Sejumlah langkah antisipasi keras langsung diambil pemerintah komunis pimpinan Kim Jong Il, seperti mengontrol dan memblokade arus informasi dari luar negeri. Tidak hanya itu, pemerintahan Kim Jong Il juga mulai menyiapkan pasukan antihuru-hara untuk mengantisipasi munculnya gerakan rakyat.
Saat ini pasukan itu diyakini mulai bekerja dan melacak sekecil apa pun petunjuk yang bisa mengarahkan rakyat Korut untuk melakukan perlawanan.

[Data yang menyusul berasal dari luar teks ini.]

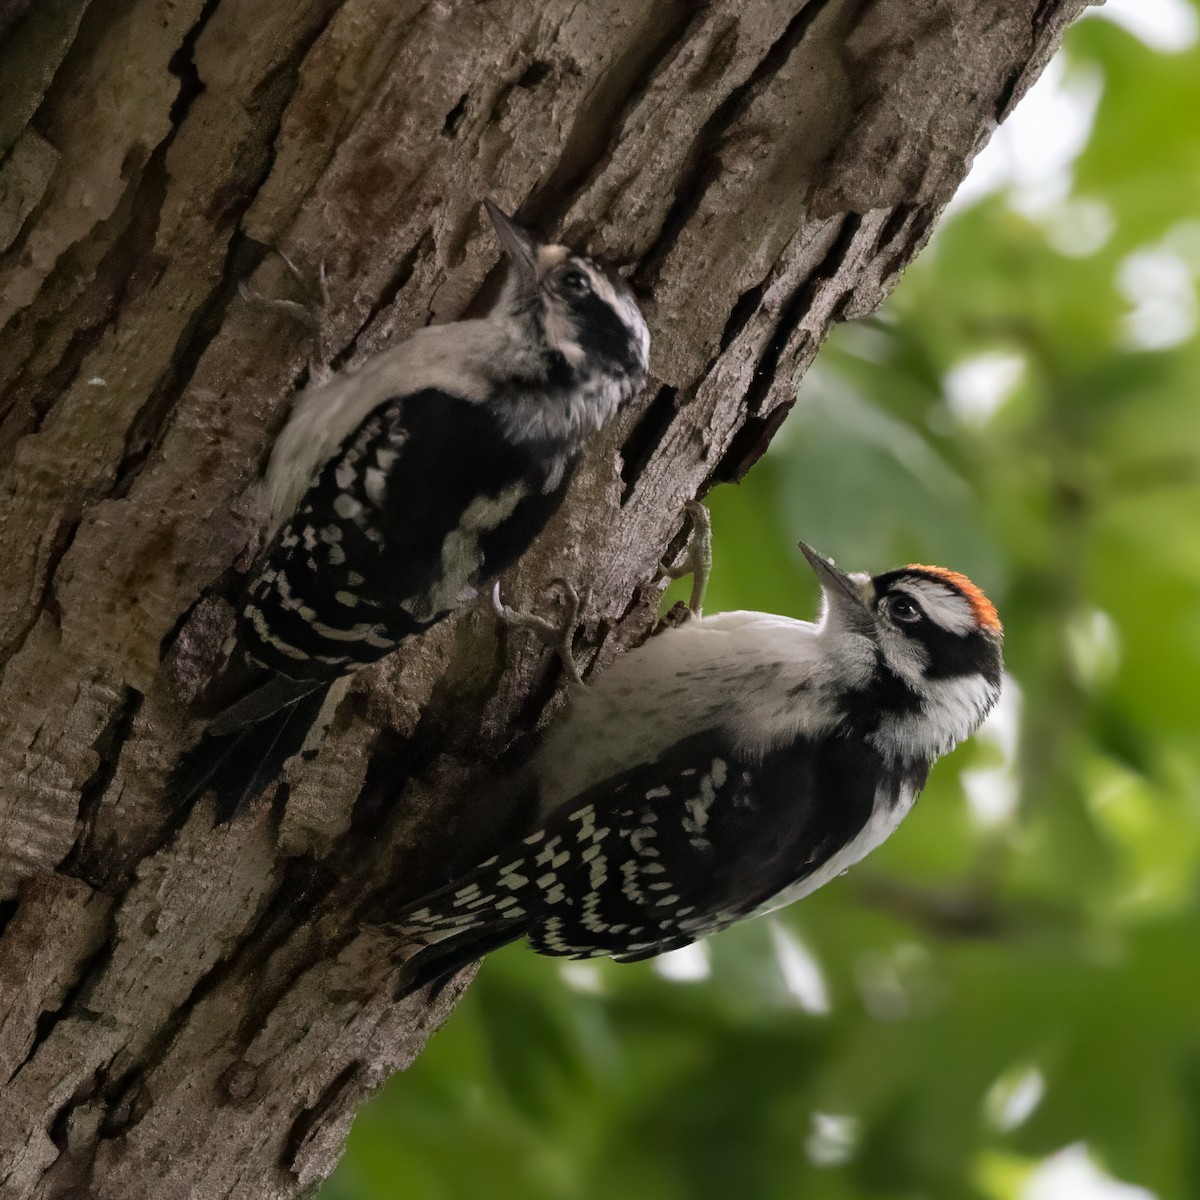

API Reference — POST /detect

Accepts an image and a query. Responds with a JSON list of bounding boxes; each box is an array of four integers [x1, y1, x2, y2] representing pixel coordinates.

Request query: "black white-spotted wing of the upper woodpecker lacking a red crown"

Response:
[[238, 389, 569, 679]]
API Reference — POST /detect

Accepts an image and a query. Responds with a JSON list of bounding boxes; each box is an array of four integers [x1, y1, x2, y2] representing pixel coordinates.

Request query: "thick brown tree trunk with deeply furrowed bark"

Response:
[[0, 0, 1082, 1200]]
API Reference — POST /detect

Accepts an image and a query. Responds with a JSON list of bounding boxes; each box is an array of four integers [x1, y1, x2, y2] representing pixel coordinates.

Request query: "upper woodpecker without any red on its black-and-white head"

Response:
[[175, 200, 649, 818]]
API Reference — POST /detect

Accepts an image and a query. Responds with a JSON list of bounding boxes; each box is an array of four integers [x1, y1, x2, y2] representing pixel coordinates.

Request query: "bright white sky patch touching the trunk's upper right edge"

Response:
[[949, 55, 1104, 216]]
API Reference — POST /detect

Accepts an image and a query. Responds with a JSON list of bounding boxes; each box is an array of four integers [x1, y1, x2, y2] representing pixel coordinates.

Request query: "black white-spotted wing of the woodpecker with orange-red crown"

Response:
[[397, 731, 902, 986]]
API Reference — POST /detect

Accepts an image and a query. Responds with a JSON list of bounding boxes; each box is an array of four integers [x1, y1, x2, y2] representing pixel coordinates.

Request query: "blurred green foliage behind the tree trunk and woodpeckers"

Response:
[[322, 11, 1200, 1200]]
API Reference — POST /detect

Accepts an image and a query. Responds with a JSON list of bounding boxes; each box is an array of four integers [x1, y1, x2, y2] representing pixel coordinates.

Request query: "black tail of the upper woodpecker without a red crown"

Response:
[[167, 685, 329, 824]]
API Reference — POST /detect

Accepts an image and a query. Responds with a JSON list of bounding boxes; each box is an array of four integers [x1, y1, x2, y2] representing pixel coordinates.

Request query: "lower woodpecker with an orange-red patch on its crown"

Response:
[[394, 544, 1002, 995]]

Sejumlah aksi perlawanan sporadis pada masa lalu dilaporkan pernah terjadi di negeri itu. Kemarahan terutama dipicu kelaparan dan kelangkaan bahan makanan akibat kebijakan salah urus oleh rezim Kim Jong Il.

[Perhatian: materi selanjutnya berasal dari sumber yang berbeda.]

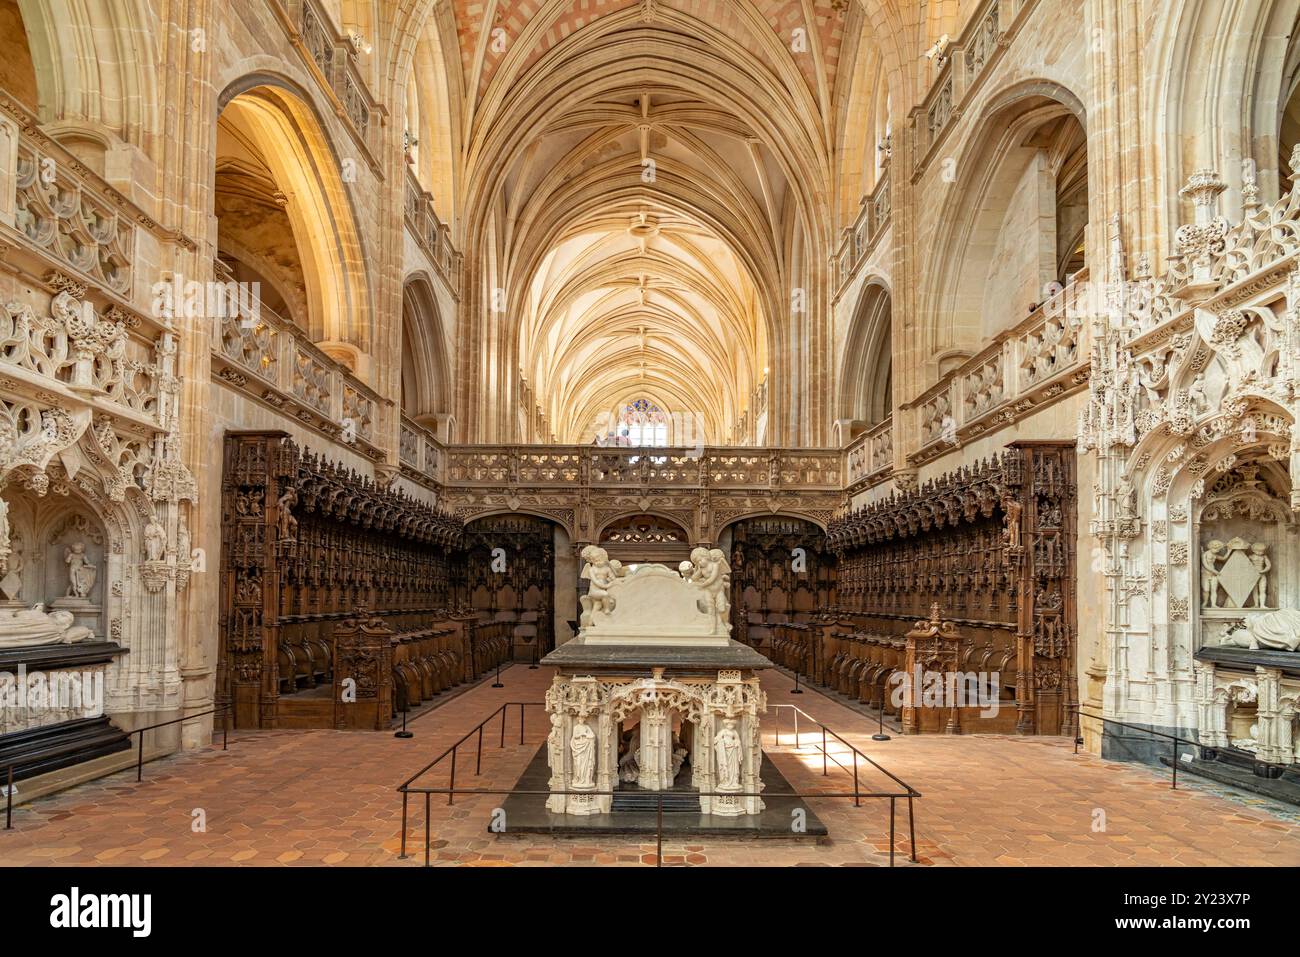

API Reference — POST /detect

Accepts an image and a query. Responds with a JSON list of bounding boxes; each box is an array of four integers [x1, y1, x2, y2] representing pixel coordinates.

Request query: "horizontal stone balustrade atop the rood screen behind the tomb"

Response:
[[442, 445, 844, 490]]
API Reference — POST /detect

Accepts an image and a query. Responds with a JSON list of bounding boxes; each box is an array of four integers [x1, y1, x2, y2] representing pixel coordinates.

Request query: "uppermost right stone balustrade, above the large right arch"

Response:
[[910, 0, 1037, 179]]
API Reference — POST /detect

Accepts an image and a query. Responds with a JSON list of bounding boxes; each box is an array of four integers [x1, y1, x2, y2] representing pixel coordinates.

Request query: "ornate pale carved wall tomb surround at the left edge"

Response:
[[0, 283, 196, 711]]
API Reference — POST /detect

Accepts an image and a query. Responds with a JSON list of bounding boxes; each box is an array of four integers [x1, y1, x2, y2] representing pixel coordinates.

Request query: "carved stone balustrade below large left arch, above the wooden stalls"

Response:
[[212, 261, 389, 459]]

Namun, sejumlah kalangan tetap meragukan dan pesimistis perlawanan rakyat seperti di Mesir dan Tunisia juga bakal terjadi di Korut.
Pesimisme ini juga dilontarkan Menteri Unifikasi Korsel Hyun In-taek, yang mengaku tidak terlalu yakin rakyat Korut bakal terinspirasi dan bertindak sama seperti rakyat di Mesir dan Tunisia.

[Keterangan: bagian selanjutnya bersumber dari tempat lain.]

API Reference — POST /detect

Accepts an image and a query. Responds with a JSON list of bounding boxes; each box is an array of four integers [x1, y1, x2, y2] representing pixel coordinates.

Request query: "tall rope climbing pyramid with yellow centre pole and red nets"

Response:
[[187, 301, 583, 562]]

”Malah saya yakin rakyat Korut sebetulnya belum tahu bahwa di beberapa negara di Timur Tengah gerakan rakyat berhasil menumbangkan pemimpin mereka yang otoriter dan zalim,” ujar Hyun.
Hal seperti itu, menurut Hyun, sangat mungkin terjadi lantaran rakyat Korut sama sekali tidak pernah mendapat ”pasokan” informasi yang cukup. Tidak pernah sekali pun stasiun televisi pemerintah menayangkan gejolak yang terjadi di negara-negara di kawasan Timur Tengah.
Pembatasan akses internet yang teramat ketat juga membuat tidak banyak rakyat Korut yang mampu mengakses dan menikmati saluran komunikasi dan informasi itu.